Niederlage gegen Köln:Emotionaler Schub überwältigt BVB

Niederlage gegen Köln: Kölns Jonas Hector (l.) überspringt Matthias Ginter.

Kölns Jonas Hector (l.) überspringt Matthias Ginter.

(Foto: Martin Meissner/AP)

Von Milan Pavlovic, Köln

Das Spiel war kaum vorbei, da wurde Thomas Tuchel schon um ein Fazit der Dortmunder Hinrunde gebeten. In seiner ersten Halbserie als BVB-Trainer hat sein Team die beste Bilanz eines Bundesliga-Zweiten abgeliefert. Aber das war ihm nach der überraschenden 1:2 (1:0)-Niederlage beim 1. FC Köln sichtlich egal.

"Jetzt gibt es ein Fazit dieses Spiels", sagte er mit einem um Höflichkeit bemühten Gesichtsausdruck, "das andere kommt dann irgendwann". Die Dortmunder hatten bei ihrer dritten Liga-Niederlage nicht nur in den letzten Minuten einen Vorsprung hergegeben, sie hatten sich beeindrucken lassen von einer überbordenden Stimmung und einem Gegner, der immer mehr zulegte.

70 Spielminuten vorher war damit nicht zu rechnen gewesen. Sicher, Kölns Coach Peter Stöger hatte eine ungewöhnliche Aufstellung gewählt: vorne ohne Torjäger Anthony Modeste, hinten mit einer Fünferkette inklusive drei gelernten Innenverteidigern. Aber Tuchel hatte schnell Gegenmaßnahmen eingeleitet, er orchestrierte minutenlang am Seitenrand, gab Zeichen und Anweisungen.

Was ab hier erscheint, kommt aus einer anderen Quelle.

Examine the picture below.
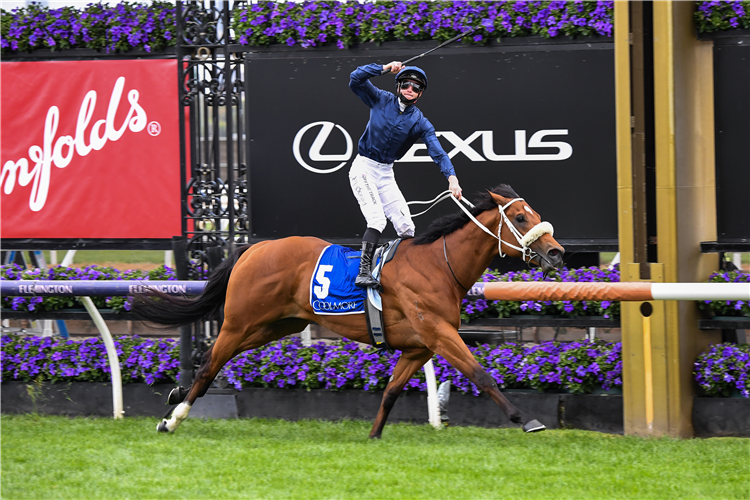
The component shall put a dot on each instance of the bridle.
(524, 240)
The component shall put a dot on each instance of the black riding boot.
(364, 278)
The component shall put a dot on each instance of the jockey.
(395, 125)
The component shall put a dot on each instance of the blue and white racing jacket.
(390, 132)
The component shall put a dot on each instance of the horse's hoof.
(177, 396)
(533, 426)
(162, 426)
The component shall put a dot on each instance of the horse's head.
(523, 234)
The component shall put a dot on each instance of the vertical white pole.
(306, 336)
(114, 362)
(68, 260)
(433, 410)
(47, 330)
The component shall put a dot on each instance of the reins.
(524, 241)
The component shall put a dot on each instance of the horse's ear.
(500, 200)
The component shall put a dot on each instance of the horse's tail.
(163, 309)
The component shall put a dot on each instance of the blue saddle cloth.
(332, 288)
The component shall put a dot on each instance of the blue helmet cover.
(412, 73)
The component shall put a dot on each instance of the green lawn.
(57, 457)
(104, 257)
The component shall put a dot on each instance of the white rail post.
(306, 336)
(433, 410)
(114, 362)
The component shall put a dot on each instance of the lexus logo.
(317, 145)
(485, 139)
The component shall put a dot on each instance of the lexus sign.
(541, 119)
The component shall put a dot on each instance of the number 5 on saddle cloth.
(332, 288)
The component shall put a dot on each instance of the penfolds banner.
(89, 149)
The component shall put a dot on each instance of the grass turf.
(58, 457)
(109, 257)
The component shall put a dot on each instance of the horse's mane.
(450, 223)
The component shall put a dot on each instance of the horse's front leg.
(406, 367)
(450, 345)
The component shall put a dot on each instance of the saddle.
(374, 303)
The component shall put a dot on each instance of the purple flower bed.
(129, 26)
(120, 27)
(52, 359)
(727, 307)
(36, 304)
(317, 22)
(715, 15)
(723, 369)
(578, 367)
(472, 309)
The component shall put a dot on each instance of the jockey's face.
(410, 89)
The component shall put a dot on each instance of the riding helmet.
(412, 73)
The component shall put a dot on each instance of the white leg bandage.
(178, 415)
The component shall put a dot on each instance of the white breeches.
(379, 197)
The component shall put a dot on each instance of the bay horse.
(265, 292)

Der FC ließ zwar aus dem Spiel kaum etwas zu. Aber das ist einerlei, wenn bei einer Standardsituation ungenügend verteidigt wird. Nach einem Eckball von Henrikh Mkhitaryan kam Dominic Maroh im Luftzweikampf zu spät gegen Dortmunds Innenverteidiger Sokratis (18. Minute), dessen Kopfball auch deshalb ungehindert ins Netz fliegen konnte, weil der FC niemanden am Torpfosten postiert hatte.

Dortmund versäumt es, auf das 2:0 zu drängen

Köln wirkte angezählt, und vermutlich war es Dortmunds größter Fehler, nicht energischer nachgesetzt zu haben. "Ein 2:0 hätte gereicht", sagte Tuchel später, "wir haben die Momente nicht erkannt, in der wir die Entscheidung hätten erzwingen können." Stattdessen ließ man die Kölner langsam ins Spiel zurückkommen.

Schon vor der Halbzeit hatten die Gäste Glück, dass Schiedsrichter Knut Kircher den Kölnern einen Foulelfmeter verwehrte (Park gegen Olkowski) und dass BVB-Keeper Roman Bürki einen tückisch abgefälschten Kopfball von Sörensen noch um den Pfosten lenkte (31.). Dortmund belagerte den Strafraum der Kölner wie eine Wagenburg, aber Chancen blieben Mangelware.

Nach dem Wechsel änderte Peter Stöger - nichts. Kein Modeste, kein Bittencourt, weiter mit der Ochsen-Innenverteidigung. Und warum auch nicht? Dortmunds Aubameyang, der Führende der Torjägerliste, kam erst in der 58. Minute zu einem Sprint, aber zu einer richtigen Chance langte es nicht. Köln weigerte sich, die Räume zu öffnen, was besonders beachtlich ist, wenn man erlebt hat, wie Dortmund in dieser Saison schon gegnerische Mannschaften filetiert hat.

Bürki hält den BVB im Spiel - bis er selbst patzt

Dann wollten die Gäste wenigstens den Vorsprung nach Hause kontrollieren. Die Kölner rackerten, agierten in der Spitze aber ohne die nötige Passhärte und Präzision. In der 69. Minute setzte Stöger dann endlich auf Offensive, brachte Modeste und Bittencourt. Und mit leichter Verzögerung folgten die Wirkungstreffer. Einen 22-Meter-Schuss von Yannick Gerhardt konnte Bürki noch an den Pfosten lenken (78.).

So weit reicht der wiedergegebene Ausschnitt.